0

I have an API that returns most_similar_approx from a magnitude model . The model is built from native Word2Vec format with 50 dimensions and 50 trees. The magnitude model is close to 350MB, with approximately 350000 tokens. Load testing this API I observed that the performance deteriorates as I increase the topn value for most_similar_approx, I need a high number of similar tokens for downstream activities, with topn=150 I get a throughput of 500 transactions per second on the API, while gradually reducing it I get 800 transactions with topn=50 and and ~1300 with topn=10. The server instance is not under any memory/cpu load, am using a c5.xlarge AWS EC2 instance.

Is there anyway I can tune the model to improve the performance for a high topn value? My aim is to obtain most_similar tokens from word embeddings, and pymagnitude was the most recommended option I found, are there any similar high performing alternatives.

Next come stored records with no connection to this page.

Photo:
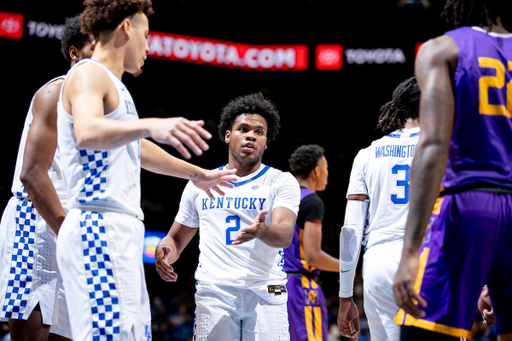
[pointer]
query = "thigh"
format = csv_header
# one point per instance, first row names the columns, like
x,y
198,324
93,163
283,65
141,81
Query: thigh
x,y
380,265
455,258
307,312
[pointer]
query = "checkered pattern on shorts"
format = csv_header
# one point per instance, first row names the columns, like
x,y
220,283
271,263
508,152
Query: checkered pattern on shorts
x,y
103,296
94,164
22,262
22,193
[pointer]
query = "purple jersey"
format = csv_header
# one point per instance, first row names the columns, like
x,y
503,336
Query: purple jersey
x,y
294,254
481,145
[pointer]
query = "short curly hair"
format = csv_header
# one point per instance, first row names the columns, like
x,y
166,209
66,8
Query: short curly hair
x,y
305,158
104,15
250,104
71,36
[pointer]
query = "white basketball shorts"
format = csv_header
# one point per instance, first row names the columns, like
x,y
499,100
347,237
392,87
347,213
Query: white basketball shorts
x,y
100,258
229,314
28,268
379,268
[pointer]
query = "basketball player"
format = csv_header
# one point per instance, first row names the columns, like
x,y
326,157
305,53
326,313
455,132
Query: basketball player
x,y
380,176
102,148
241,292
31,293
455,244
304,258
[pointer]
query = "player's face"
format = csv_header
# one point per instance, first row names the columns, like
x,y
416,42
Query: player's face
x,y
248,138
138,47
323,173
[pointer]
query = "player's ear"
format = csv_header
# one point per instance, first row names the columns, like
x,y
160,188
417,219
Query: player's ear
x,y
74,53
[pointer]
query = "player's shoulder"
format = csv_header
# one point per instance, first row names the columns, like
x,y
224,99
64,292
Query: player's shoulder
x,y
49,93
437,51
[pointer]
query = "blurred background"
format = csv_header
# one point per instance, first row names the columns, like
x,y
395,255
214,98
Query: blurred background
x,y
327,65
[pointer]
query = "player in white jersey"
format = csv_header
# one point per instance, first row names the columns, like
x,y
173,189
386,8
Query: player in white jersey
x,y
102,146
241,291
380,176
31,292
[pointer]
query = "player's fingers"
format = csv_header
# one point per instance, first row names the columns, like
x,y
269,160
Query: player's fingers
x,y
179,147
218,190
190,143
194,135
198,127
209,193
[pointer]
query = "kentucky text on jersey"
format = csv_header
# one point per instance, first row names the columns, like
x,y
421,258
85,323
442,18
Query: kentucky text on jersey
x,y
395,150
233,202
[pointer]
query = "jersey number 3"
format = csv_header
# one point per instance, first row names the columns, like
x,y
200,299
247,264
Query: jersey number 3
x,y
230,229
401,183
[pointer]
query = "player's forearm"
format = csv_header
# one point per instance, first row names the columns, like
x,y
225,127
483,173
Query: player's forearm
x,y
42,193
175,252
99,133
277,235
426,174
323,261
157,160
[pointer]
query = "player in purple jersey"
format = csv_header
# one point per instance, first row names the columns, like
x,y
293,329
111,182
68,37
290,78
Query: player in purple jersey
x,y
465,146
304,258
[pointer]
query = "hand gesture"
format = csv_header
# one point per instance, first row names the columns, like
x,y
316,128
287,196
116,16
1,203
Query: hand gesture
x,y
403,287
253,231
164,269
485,307
213,179
347,314
177,131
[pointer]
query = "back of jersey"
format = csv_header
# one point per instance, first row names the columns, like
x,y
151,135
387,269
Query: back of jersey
x,y
381,171
481,144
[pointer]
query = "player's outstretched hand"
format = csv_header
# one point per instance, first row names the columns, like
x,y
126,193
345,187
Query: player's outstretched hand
x,y
485,307
348,318
180,132
211,180
164,269
403,287
254,231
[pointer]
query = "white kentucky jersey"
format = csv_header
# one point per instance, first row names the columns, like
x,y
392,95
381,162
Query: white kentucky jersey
x,y
54,172
101,180
253,263
381,171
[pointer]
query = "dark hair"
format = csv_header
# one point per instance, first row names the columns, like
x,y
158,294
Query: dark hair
x,y
105,15
477,12
250,104
71,36
405,104
305,158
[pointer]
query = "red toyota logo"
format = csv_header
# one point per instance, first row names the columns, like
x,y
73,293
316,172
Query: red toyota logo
x,y
329,57
11,25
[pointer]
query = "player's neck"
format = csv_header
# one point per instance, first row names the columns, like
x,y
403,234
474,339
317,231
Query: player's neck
x,y
412,123
308,182
497,27
243,169
110,56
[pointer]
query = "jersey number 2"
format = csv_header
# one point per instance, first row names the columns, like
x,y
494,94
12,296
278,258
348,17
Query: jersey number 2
x,y
401,183
235,228
498,82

  • Can you show your benchmarking code? Have you tested against plain `most_similar()`, in either `pymagnitude` or `gensim`? Have you tried varying the `effort` parameter to sacrifice accuracy for speed? Why *isn't* the current rate fast enough? Have you tried a machine with more virtual cores, or could simply using more parallel cores or more machines be a solution in practice? – gojomo Feb 02 '21 at 18:14
  • I used nGrinder (https://github.com/naver/ngrinder) for the tests, based on these I found performance to be in order of: Gensim's most_similar < Pymagnitude's most_similar < Pymagnitude's most_similar_approx I did try using the effort parameter, down to 0.5, but it did not help significantly. With Larger instances, eg. with c5.2xlarge I do get twice the performance (TPS=1000 at topn=150) , but I cannot use these due to cost constraints. External caching and larger instances are my final options if optimization fails – ptonapi Feb 03 '21 at 07:28
  • Can you show your benchmarking code, and the actual (not figurative) results for each alternative tested, in the question? How are you verifying the single server is under no memory/CPU load during testing, & if that's true can you simply use more processes on the same machine? – gojomo Feb 03 '21 at 17:29
  • Also, 350K tokens times 150 most-similar int indexes (4 bytes) & float similarities (4 bytes) is only 420MB. You could precalculate & store all top-150 actual neighbors in that much RAM & convert all operations to simple lookup. (Or all top-1500 actual neighbors in just 4.2GB.) – gojomo Feb 03 '21 at 18:21

0 Answers0